2.3 Excitation source design

The phase manipulation mentioned in the previous section allows the control of the excitation source waveform by phase manipulation. This is necessary, because while there is no degradation in speech quality caused by parameter manipulation using the STRAIGHT procedure, there is some initial degradation in speech quality under headphone listening when no temporal fine structure control is employed. Literature on phase effects in timbre perception has suggested that temporal fine-structuure control, based on an all-pass filter design, provides the answer.
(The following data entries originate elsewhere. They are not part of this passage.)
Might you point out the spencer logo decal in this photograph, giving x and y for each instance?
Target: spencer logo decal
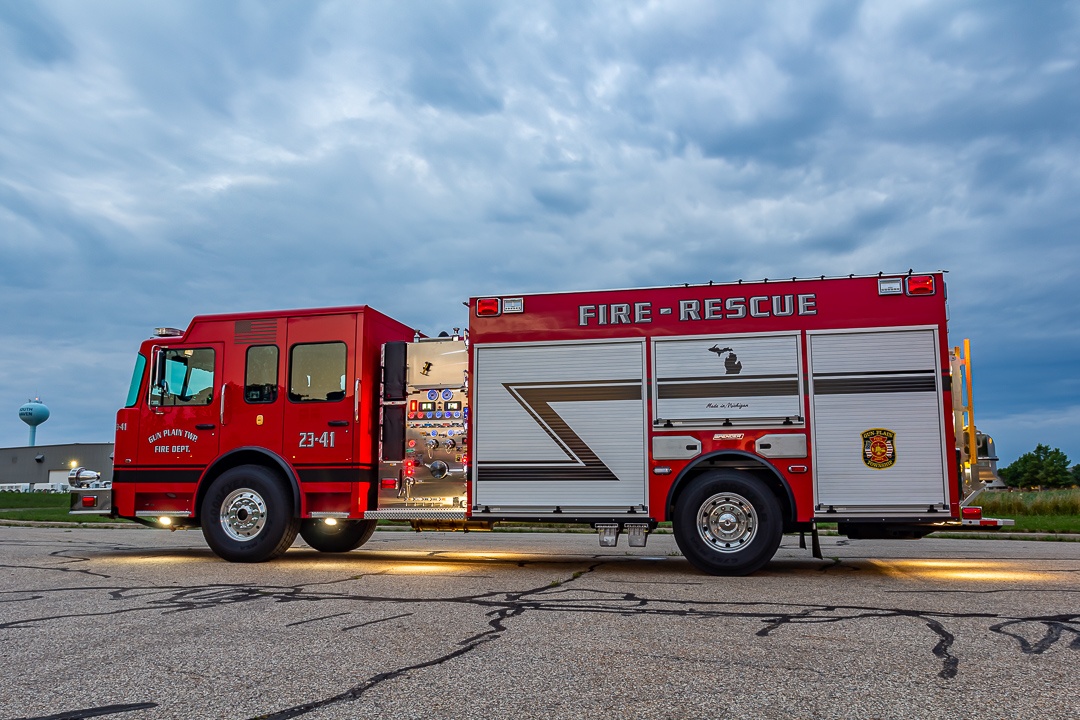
(879, 448)
(581, 462)
(731, 364)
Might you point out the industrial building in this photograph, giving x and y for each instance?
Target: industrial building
(51, 463)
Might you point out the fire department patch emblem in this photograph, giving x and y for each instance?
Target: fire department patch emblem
(879, 448)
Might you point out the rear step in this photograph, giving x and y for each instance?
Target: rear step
(972, 517)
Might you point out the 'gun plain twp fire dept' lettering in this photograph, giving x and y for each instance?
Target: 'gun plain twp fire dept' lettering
(758, 306)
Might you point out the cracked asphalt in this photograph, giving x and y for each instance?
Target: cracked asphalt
(140, 624)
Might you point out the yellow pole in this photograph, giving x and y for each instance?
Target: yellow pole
(971, 404)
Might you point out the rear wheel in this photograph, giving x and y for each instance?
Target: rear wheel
(728, 524)
(342, 537)
(247, 515)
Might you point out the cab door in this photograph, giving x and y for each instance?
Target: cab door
(320, 396)
(180, 429)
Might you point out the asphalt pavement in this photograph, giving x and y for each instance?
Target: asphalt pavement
(145, 625)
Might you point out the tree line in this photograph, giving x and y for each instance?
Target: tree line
(1042, 467)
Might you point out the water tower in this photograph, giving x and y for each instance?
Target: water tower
(34, 412)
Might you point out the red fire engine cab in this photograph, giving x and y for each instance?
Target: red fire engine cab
(737, 411)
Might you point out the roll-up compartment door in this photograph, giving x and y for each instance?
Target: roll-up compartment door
(877, 421)
(559, 425)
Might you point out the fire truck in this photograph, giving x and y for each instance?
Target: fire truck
(736, 411)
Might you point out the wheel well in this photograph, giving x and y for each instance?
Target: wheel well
(734, 460)
(248, 457)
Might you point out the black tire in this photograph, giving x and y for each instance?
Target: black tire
(247, 515)
(340, 538)
(727, 522)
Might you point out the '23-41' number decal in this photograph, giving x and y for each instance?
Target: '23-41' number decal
(310, 439)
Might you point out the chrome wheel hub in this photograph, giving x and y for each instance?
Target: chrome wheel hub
(243, 514)
(727, 521)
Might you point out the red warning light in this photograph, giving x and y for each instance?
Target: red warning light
(487, 307)
(920, 285)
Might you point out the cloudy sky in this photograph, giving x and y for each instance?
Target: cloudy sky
(159, 160)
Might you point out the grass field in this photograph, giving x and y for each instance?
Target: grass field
(44, 507)
(1042, 511)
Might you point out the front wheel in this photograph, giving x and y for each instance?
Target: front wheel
(341, 537)
(727, 522)
(247, 515)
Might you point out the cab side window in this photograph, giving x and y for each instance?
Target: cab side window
(184, 377)
(260, 375)
(316, 372)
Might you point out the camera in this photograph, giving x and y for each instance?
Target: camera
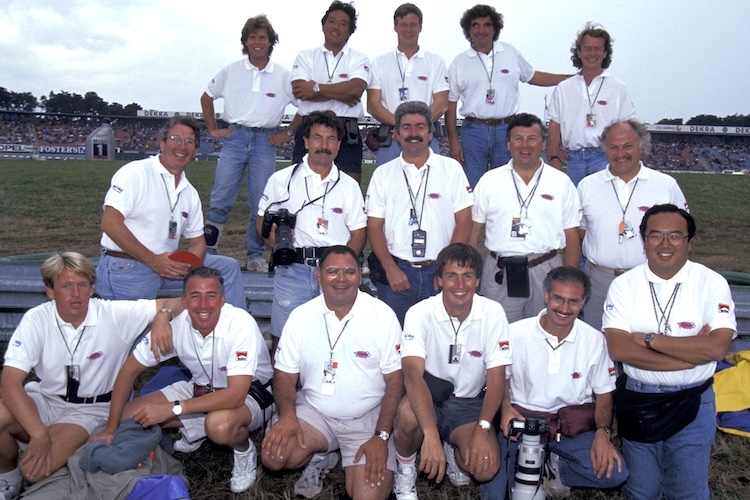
(530, 458)
(284, 253)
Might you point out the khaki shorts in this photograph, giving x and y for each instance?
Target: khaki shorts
(345, 434)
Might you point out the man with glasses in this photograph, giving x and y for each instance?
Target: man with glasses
(149, 206)
(583, 105)
(531, 212)
(342, 349)
(668, 322)
(559, 361)
(613, 202)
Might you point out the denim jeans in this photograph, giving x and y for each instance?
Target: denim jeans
(678, 466)
(422, 286)
(130, 279)
(246, 149)
(484, 146)
(384, 155)
(292, 286)
(576, 469)
(586, 161)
Speech Representation and Transformation using Adaptive Interpolation of Weighted Spectrum: Vocoder Revisited, Hideki KAWAHARA, 1997, Proc. ICASSP 1997, pp. 1303-1306, vol.2

..., when compared with its minimum-phase counterpart, the mixed-phase system produces a small but audible improvement in quality. When preferred, the mixed-phase system was judged by the listeners to reduce "buzziness" of the minimum-phase reconstruction. Minimum-phase reconstructions are always more "peaky" or less dispersive than their mixed-phase counterparts because the minimum-phase sequences have energy that is maximally compressed near the time origin, .... This peakiness may explain the apparent buzziness one hears in minimum-phase reconstructions when compared to their mixed-phase counterparts. One also hears a "muffled" quality in the minimum-phase system relative to the mixed-phase system, due perhaps to the removal of accurate timing and fine structure of speech events by replacing the original phase by its minimum-phase counterpart. These undesirable characteristics of the minimum-phase construction are further accentuated in the zero-phase construction.

Discrete-Time Speech Signal Processing: Principles and Practice, Thomas F. Quatieri, pp. 291-292

Experiment: Replace `NHV-noadv`'s phase in the harmonic component with `NHV`'s¶

We will replace the phase in NHV-noadv's harmonic component with phase form the baseline model. By doing this, the degradation in NHV-noadv's reconstruction is significantly reduced.

Loading Trained Models¶

The NHV model's configuration is slightly different from the one used in evaluation.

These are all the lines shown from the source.